The game of two halves which is the fourth leg of the Volvo round the world race turned into a survival game for the crew of Green Dragon today. Without warning, the forestay which holds up the mast and carries the headsails broke.
Quick reactions meant that a dismasting was avoided and makeshift cables were rigged to give support. But it means that the Irish-backed entry, racing to its joint home port in the Olympic sailing city of Qingdao, will be severely hampered.
There are 1,500 miles to go and British skipper Ian Walker said: "This is a bitter disappointment. I have no idea why it should break now. The important thing is that nobody was hurt. We will keep sailing as fast as we can without jeopardising the rig."
All of the boats move into more rugged territory this weekend as the fleet of seven negotiates first the obstacle which is Taiwan and then braces itself for the upwind battle with vicious seas and freezing gales.
Click below to listen to Stuart Alexander talk to Ian Walker
The early half out of Singapore has been in relatively flat seas and warm temperatures, but the remaining miles could see yet another shuffle which has so far dumped the two Ericsson boats, into fifth and seventh places.
Both chose a more easterly route up and through the jagged reefs and rocks of the Spratley Islands on their way to the turning mark of the South Rock Light as current leader Kenny Read played the middle of the course and prospered in the American entry Puma.
He was chased by the Spanish pair, Telefonica Blue and Black, while Walker's Green Dragon had been hanging on to fourth place, but he will now be severely hampered.
Meanwhile, with less than 3,000 miles to the finish in Les Sables d'Olonne, Michel Desjoyeaux has shrugged off an undisclosed threat caused by earlier damage to his yacht, Foncia, and is charging towards his second win in the Vendée Globe solo round the world race.
He is comfortably clear of second-placed Roland Jourdain who has struggled to shake free of the Doldrums. In third place, Armel le Cléac'h should be comfortable, but fourth-placed Marc Guillemot has declared an intention to take his podium place away, even though he is 800 miles further behind.
Le Cléac'h has 11 hours in hand because of redress, but Guillemot has 82 for standing by Yann Elies before he was rescued by the Australian Navy having broken a leg.
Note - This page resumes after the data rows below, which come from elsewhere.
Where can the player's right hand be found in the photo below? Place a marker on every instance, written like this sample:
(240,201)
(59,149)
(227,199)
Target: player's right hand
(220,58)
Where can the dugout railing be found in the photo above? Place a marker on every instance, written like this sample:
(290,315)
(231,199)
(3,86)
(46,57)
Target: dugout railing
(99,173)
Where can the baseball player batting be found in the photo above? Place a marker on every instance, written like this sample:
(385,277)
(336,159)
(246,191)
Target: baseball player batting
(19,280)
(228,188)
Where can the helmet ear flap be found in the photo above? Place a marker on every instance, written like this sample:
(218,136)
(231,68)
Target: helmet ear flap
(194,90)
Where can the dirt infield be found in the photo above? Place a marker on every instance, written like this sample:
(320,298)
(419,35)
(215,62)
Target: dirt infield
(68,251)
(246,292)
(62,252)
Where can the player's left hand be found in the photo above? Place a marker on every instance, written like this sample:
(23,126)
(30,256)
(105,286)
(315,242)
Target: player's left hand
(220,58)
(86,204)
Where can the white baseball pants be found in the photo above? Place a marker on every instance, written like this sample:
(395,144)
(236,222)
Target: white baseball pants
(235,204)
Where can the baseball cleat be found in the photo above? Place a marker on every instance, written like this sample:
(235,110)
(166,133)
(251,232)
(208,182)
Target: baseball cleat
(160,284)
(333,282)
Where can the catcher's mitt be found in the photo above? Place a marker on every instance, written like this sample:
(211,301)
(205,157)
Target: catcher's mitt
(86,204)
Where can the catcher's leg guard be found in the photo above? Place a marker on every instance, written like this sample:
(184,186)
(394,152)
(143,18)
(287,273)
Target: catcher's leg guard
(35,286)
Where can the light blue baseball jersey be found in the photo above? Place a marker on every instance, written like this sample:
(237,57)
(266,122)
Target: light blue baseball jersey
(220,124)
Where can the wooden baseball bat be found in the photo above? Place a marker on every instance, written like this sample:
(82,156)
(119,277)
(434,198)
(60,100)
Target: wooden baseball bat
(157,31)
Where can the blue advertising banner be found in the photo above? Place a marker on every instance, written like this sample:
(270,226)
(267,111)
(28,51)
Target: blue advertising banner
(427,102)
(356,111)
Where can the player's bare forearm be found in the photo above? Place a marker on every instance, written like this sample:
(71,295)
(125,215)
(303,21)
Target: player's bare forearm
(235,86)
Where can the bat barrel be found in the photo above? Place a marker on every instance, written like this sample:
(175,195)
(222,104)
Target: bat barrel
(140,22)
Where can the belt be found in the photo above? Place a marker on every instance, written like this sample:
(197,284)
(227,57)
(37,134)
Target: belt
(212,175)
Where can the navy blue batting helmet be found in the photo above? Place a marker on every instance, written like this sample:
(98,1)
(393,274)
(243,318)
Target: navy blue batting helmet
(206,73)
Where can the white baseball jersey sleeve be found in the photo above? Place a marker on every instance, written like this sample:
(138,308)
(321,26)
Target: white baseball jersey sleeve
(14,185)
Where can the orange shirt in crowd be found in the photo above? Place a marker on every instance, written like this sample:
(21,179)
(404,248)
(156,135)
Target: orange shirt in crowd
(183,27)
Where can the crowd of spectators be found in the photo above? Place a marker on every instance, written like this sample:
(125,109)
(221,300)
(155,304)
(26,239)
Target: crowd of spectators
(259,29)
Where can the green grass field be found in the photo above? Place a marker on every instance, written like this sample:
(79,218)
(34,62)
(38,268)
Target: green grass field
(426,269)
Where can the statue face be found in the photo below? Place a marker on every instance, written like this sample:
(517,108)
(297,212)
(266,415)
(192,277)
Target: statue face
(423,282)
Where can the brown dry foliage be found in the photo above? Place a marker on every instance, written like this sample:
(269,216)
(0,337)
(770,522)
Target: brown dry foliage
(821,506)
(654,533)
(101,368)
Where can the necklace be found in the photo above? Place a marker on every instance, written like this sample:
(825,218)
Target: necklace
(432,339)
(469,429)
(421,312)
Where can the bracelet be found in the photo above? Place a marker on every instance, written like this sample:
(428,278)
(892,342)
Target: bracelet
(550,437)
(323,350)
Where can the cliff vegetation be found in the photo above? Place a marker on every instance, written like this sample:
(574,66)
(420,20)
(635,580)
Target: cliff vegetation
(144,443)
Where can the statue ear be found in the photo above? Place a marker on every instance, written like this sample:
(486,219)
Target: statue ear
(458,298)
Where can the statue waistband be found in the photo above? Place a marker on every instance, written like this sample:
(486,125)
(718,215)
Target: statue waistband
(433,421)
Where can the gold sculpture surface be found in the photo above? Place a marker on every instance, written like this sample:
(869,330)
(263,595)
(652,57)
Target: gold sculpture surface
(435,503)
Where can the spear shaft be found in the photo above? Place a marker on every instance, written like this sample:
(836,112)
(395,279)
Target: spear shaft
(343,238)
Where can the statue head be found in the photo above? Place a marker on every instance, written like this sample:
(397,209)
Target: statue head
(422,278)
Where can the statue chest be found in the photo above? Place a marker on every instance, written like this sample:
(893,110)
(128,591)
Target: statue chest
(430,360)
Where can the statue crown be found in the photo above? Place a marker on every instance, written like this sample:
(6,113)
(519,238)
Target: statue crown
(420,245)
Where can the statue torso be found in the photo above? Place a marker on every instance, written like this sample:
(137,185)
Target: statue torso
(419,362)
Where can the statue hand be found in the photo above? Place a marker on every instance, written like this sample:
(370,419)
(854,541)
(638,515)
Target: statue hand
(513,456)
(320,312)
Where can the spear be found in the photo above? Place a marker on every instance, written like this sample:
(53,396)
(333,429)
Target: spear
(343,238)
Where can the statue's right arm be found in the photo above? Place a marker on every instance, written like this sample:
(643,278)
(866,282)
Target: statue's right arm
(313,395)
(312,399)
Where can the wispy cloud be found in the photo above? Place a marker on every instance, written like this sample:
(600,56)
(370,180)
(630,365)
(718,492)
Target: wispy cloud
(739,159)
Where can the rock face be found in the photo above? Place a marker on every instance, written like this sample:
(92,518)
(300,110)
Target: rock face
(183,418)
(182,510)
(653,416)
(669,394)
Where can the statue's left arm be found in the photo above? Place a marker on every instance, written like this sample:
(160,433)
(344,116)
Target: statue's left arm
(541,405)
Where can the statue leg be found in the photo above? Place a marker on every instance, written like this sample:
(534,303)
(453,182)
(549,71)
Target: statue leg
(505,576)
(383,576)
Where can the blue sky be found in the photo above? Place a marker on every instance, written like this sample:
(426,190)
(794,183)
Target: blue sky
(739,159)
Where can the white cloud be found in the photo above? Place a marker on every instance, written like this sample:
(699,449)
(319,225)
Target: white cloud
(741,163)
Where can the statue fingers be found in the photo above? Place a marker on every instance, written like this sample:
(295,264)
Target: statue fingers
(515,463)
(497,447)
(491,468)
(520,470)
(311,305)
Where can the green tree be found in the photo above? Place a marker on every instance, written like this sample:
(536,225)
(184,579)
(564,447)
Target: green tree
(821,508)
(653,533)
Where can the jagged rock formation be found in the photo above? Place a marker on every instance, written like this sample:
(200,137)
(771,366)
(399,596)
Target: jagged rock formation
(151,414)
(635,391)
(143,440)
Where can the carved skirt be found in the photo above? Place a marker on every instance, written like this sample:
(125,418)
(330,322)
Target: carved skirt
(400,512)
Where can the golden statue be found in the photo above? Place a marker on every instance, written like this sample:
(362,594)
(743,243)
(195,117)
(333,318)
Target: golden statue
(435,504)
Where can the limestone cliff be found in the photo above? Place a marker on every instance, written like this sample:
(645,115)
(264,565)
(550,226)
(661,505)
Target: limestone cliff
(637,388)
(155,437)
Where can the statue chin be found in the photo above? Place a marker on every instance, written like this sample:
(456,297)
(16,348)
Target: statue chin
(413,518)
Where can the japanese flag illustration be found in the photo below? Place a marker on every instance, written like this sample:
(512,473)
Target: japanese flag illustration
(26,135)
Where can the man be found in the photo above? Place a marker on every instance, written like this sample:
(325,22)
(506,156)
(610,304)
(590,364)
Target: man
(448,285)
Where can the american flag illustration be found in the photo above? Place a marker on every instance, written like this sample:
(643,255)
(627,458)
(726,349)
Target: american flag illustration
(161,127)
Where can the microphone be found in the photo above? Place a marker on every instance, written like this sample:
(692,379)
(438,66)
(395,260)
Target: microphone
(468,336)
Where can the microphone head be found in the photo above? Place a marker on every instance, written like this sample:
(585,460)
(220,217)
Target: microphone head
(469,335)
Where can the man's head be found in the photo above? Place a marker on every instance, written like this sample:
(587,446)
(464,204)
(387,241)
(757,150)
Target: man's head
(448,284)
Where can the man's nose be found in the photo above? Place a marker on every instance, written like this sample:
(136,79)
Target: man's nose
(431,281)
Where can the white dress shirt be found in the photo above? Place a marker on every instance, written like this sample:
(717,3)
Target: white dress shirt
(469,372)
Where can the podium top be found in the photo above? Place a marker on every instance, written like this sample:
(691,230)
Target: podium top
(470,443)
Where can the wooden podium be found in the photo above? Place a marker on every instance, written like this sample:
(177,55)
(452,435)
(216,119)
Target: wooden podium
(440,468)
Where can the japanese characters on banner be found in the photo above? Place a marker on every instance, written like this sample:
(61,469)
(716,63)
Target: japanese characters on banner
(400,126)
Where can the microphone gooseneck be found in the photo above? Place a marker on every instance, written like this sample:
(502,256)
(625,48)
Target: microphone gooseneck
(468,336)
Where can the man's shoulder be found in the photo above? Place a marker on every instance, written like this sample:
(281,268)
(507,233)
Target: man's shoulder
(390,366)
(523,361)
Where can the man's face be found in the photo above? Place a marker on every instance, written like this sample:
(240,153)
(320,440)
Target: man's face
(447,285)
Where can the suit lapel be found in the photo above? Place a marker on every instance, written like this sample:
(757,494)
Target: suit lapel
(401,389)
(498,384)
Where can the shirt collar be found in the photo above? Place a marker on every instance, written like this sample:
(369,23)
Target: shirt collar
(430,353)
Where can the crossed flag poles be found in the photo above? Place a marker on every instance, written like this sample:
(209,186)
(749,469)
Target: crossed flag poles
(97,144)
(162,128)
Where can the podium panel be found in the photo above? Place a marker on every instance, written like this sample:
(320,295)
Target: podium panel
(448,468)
Sam Davies, also the recipient of 32 hours of redress after being diverted in the Elies rescue, is now fifth (the dismasted Vincent Riou will be joint third whatever happens after rescuing Jean le Cam) and Dee Caffari is only just behind sixth-placed Brian Thompson but is involved in major sail repairs.
She is cutting two 6m x 4m panels out of a spinnaker to use as patches on her distressed mainsail but is well clear of the fourth Briton, Steve White in what is almost a triumphant ninth.